How many communications professionals does it take to write a tweet?
• As many politicians – Judith Collins among them – have learnt the hard way, it pays to take a deep breath before posting that tweet. But it’s possible, too, to be overcautious, as in the case of Mitt Romney. During the Republican’s bid for the US presidency in 2012, each of his tweets required, according to a new study, approval from as many as 22people.
“Romney’s digital team had to go through an extensive vetting process for all of its public communications, meaning that the temporal workflow of the campaign did not match the speed of social media,” writes the paper’s author, Daniel Kreiss of the University of North Carolina. One campaign staffer told him, “whether it was a tweet, Facebook post, blog post, photo – anything you could imagine – it had to be sent around to everyone for approval. Towards the end of the campaign, that was 22 individuals who had to approve it.”
Acknowledging it was overkill, Romney’s digital director, Zac Moffatt, told Kreiss they were, at least, “the best tweets ever written by 17 people”.
• The explosive Senate study of the CIA’s “detention and interrogation programme” – better known as the “torture report” – delivers “a portrait of depravity that is hard to comprehend and even harder to stomach”, finds the New York Times in an editorial. It’s only a summary, and “sanitised by the CIA itself” but, still, the document lays bare a “litany of brutality, lawlessness and lack of accountability”.
The New York Times itself has faced censure, however, over its reporting of the subject. It wasn’t until 2014 that the paper rewrote its policy to allow use of the term “torture” to describe what it had been calling “harsh interrogation techniques”, a change urged by the paper’s independent public editor, Margaret Sullivan, and her predecessor.
Of criticisms of reporters working with CIA agents and withholding information at Government request, Sullivan writes: “It’s easy for a bystander to weigh in – harder when real harm to US troops or operations has to be considered. In general, though, the default position must be to publish, not to defer, and to push back, not to play ball. I think … the Times has been too accepting of the Government’s arguments.”

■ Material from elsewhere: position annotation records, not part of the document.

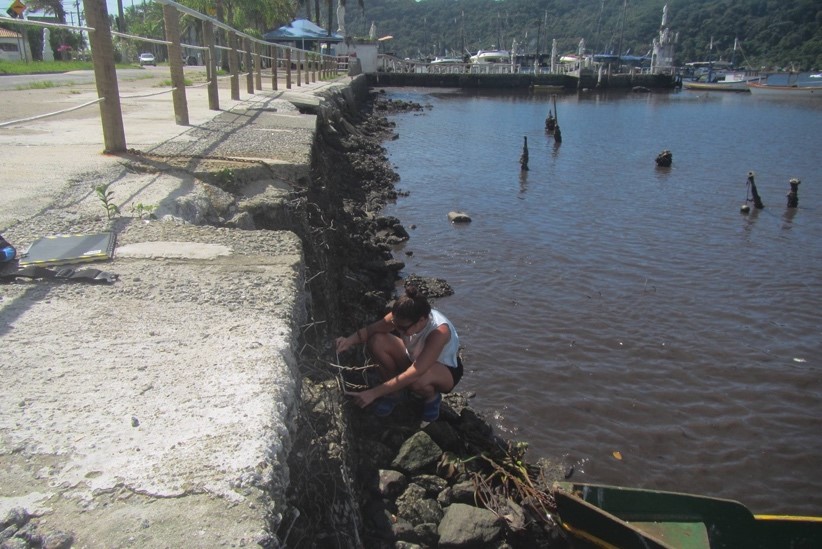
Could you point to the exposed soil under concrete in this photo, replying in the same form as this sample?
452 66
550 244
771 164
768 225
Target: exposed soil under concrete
341 450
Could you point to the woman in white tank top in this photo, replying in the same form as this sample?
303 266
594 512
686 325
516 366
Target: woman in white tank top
416 348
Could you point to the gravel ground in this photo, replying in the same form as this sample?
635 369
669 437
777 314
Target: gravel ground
154 411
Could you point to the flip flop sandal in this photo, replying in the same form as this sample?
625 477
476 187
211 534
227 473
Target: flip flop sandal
431 409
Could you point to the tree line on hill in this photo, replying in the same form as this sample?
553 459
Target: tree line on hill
771 33
784 34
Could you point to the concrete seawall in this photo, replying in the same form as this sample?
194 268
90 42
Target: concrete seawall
160 410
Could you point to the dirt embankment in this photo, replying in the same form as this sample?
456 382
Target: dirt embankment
344 490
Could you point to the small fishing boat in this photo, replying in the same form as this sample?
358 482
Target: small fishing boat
447 61
759 88
491 56
548 88
628 518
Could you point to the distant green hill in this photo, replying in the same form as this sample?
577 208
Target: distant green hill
773 33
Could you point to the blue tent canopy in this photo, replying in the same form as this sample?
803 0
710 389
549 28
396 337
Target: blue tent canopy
302 31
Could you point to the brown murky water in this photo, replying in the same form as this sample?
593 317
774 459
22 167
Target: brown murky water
607 305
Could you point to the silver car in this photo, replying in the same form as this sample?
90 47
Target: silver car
147 59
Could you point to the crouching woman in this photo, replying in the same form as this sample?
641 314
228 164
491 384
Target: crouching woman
416 348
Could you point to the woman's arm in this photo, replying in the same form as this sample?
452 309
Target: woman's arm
434 344
383 325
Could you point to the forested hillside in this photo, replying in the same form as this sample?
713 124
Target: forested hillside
780 33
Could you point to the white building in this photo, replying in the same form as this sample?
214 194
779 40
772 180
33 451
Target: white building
14 46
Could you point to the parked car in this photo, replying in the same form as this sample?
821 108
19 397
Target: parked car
147 59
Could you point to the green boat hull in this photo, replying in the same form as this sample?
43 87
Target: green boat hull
627 518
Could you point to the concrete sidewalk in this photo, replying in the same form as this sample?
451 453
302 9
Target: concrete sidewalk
155 411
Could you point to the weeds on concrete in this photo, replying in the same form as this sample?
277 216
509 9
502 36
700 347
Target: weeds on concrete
144 210
105 195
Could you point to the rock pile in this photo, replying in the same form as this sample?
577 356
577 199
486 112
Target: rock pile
450 483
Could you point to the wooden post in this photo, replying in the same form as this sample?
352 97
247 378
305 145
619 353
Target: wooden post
248 67
105 76
211 66
258 67
274 63
234 65
175 62
288 68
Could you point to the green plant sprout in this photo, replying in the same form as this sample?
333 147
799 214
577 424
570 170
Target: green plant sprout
106 196
141 210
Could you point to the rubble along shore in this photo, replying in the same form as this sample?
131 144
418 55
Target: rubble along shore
389 482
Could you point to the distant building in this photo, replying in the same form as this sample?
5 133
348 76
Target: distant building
662 56
13 46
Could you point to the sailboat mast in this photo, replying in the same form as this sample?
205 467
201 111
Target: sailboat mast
622 28
544 26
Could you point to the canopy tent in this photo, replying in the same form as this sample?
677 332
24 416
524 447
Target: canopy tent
303 33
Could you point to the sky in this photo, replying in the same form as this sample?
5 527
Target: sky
71 7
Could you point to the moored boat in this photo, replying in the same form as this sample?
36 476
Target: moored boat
611 516
491 56
727 81
447 61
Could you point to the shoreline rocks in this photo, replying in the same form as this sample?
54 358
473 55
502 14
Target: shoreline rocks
390 482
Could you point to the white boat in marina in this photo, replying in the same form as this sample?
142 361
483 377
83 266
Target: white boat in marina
491 56
724 81
447 61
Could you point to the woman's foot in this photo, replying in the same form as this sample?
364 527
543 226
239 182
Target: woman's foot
431 409
385 405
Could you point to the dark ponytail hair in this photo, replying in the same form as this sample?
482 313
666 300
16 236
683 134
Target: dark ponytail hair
411 306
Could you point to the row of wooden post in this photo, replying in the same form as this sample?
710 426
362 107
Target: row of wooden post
106 75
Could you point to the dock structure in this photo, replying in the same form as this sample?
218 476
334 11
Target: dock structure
523 81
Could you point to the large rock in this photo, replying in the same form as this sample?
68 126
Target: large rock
459 217
467 526
416 454
414 507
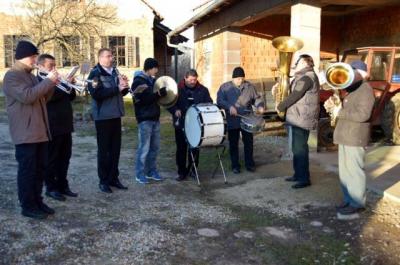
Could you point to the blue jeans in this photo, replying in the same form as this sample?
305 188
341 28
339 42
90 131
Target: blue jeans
148 147
300 154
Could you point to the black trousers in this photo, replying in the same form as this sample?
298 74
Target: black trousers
108 149
59 155
182 152
300 154
32 162
247 138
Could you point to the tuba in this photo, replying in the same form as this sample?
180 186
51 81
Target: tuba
286 46
338 76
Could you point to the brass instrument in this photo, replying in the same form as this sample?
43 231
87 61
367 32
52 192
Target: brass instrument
338 76
172 91
64 85
286 46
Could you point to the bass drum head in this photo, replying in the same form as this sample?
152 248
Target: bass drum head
192 127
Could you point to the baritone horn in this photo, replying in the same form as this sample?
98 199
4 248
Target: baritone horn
286 46
338 76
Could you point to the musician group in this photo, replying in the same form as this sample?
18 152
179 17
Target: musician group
41 122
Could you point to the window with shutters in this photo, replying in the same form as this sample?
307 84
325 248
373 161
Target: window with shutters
10 43
69 54
117 46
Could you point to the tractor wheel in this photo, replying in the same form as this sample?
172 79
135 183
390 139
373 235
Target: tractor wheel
390 120
325 135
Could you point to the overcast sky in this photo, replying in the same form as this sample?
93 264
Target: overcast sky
175 12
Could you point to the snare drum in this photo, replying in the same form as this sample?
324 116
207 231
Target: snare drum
205 125
252 123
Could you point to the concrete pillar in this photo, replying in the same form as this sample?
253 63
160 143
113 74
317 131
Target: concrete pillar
231 54
305 24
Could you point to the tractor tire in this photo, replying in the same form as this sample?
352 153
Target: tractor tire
325 135
390 121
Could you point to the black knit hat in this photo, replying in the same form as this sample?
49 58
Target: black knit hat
150 63
238 72
25 49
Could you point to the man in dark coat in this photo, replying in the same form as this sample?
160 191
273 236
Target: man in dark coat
60 114
352 134
29 127
147 113
190 92
237 97
107 92
302 112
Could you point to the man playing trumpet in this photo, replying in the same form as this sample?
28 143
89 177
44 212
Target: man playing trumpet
352 134
60 114
29 126
107 91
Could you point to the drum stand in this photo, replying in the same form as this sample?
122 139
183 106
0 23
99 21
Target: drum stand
193 166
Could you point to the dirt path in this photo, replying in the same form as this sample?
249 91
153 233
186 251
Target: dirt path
255 219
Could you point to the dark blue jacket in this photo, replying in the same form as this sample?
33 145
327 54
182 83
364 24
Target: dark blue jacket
145 100
187 97
59 111
242 98
107 100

• Stonehenge is a magnificent edifice, but a disappointment up close, writes Economist travel blogger, Gulliver. For all the impressive rock-lugging of the Neolithic people and the “folklore and the spiritualism”, it’s also right beside a major highway. “All those backed-up articulated lorries and camper vans belching exhaust fumes somewhat spoil the mood.” It is, Gulliver regrets, “one of those places for which the reality is much more disappointing than the myth”.
Other examples of “world famous tourist attractions that are underwhelming up close”? The pyramids at Giza: “What the postcards don’t reveal is that they are really in the suburbs of Cairo, and one of the best views of them is from the local Pizza Hut.” The Little Mermaid statue in Copenhagen: “it does say little, but it really is tiny”. The Mona Lisa: “small, behind glass and a long way away”. And Checkpoint Charlie: “Since the Wall came down, just a small shed in the middle of the road.”
• Some tourists are will never be happy, however. The Daily Telegraph has trawled the website TripAdvisor for the grumpiest reviews of the most famous destinations. On the Grand Canyon, for example: “Went there from Vegas for a few hours – nothing special.” On a Paris landmark: “More like the Awful Tower.” Niagara Falls? “Lame and boring. The place was packed with foreigners who always walked into our pictures.” The Statue of Liberty, according to one survivor, was “like a Third-World country”, while the Sydney Opera House inspired this critique: “Nothing special, looks better on TV.”
Also in Telegraph Travel recently, its annual reader-survey results. Top destination, for the third year running, is New Zealand – worth a visit “to sample Marlborough’s winelands, for the rubgy, or to experience Mauri traditions”.